«Giotto ad Assisi non dipinse. Ma lì non me lo fanno dire»
l’Unità 30.6.09
Intervista a Dario Fo: «Giotto ad Assisi non dipinse. Ma lì non me lo fanno dire»
Uno spettacolo del premio Nobel sul pittore e sugli affreschi della chiesa
«C’era Cavallini e la scuola romana, però il vescovo mi ha censurato»
di Stefano Miliani
Quel san Francesco che scaccia i diavoli da Arezzo chi l’ha dipinto? Giotto o il romano Cavallini? Nella basilica superiore di Assisi a fine ‘200 chi affrescò le scene del cosiddetto Maestro di Isacco e, sopra ogni altra cosa, quelle storie di San Francesco che per comune opinione hanno dato l’abbrivio alla «moderna» pittura italiana, più realistica e vicina agli uomini? Il pittore toscano o il maestro Pietro Cavallini e la scuola romana? Sull’amletico dilemma gli storici dell’arte si arrovellano dalla fine del ’700. In Italia prevale l’opzione giottesca con robuste eccezioni (del compianto Federico Zeri e di Bruno Zanardi). E ora il «partito» che propende per Cavallini e Roma acquisisce un alleato capace di meravigliose e umanissime affabulazioni sull’arte e sugli artisti: Dario Fo. Che racconta come e perché Giotto non ebbe alcun ruolo di guida, nella basilica assisiate, nella lezione-spettacolo con schermi, disegni e storie in calendario il 2 e 3 luglio al teatro Bonci di Cesena, l’8 e 9 in piazza Santa Croce a Firenze, il 24 e 25 in piazza San Francesco in Campo. Stranamente non davanti alla basilica di Assisi, il posto più congeniale. Non per volontà del premio Nobel: il vescovo – racconta Dario Fo – lì non gradiva e altre dislocazioni erano ingestibili. E se avete seguito, live o in tv, una delle sue storie dell’arte (dal duomo di Modena a Raffaello, da Michelangelo a Caravaggio), non vorrete perdere questa narrazione che si intreccia con l’originario messaggio francescano.

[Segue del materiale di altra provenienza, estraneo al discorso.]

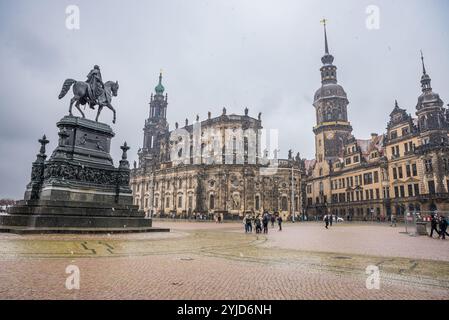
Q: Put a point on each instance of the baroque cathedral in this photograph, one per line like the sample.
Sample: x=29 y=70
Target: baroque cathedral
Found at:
x=220 y=165
x=213 y=167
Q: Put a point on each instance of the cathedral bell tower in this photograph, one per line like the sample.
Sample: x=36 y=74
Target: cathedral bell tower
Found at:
x=330 y=102
x=432 y=116
x=156 y=126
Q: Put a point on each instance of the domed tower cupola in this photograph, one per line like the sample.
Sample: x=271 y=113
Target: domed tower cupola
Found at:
x=158 y=102
x=330 y=102
x=428 y=99
x=432 y=115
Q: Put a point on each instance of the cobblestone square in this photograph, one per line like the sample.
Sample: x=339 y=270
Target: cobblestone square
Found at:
x=219 y=261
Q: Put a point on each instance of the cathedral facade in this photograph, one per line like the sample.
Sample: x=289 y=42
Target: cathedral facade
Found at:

Semplificando, come funziona stavolta il marchingegno narrativo?
«Abbiamo preso alcune storie di San Francesco e abbiamo lavorato sulla tecnica pittorica d’esecuzione che era diversa tra scuola romana e toscana partendo da un fondamentale libro di Bruno Zanardi sulla questione di Assisi. Gli artisti usavano dei cosiddetti cartoni con tanti fori che, senza entrare ora in troppi dettagli, venivano appoggiati alla parete e attraverso una polvere nera servivano a tracciare delle sagome articolate come fossero marionette della tradizione orientale. Da quelle sagome si ottengono le figure e queste figure lì ad Assisi sono costanti, hanno le stesse dimensioni tanto nelle storie bibliche che in quelle su San Francesco. Abbiamo copiato le sagome come ha fatto Zanardi e scoperto, ad esempio, proporzioni tra testa e corpo diverse, il che vuol dire che gli autori erano diversi. Ricordiamo che quegli affreschi venivano eseguiti da veri “cantieri” con un maestro pittore, poi c’era chi eseguiva l’incarnato, chi il fondo, e così via. Di sicuro Cavallini aveva condotto un suo gruppo di lavoro, c’è chi dice ci fosse lo scultore Arnolfo di Cambio e chi il maestro di Giotto, cioè Cimabue, ma Giotto era troppo giovane: chi dirigeva, il “magister” generale, aveva una certa età».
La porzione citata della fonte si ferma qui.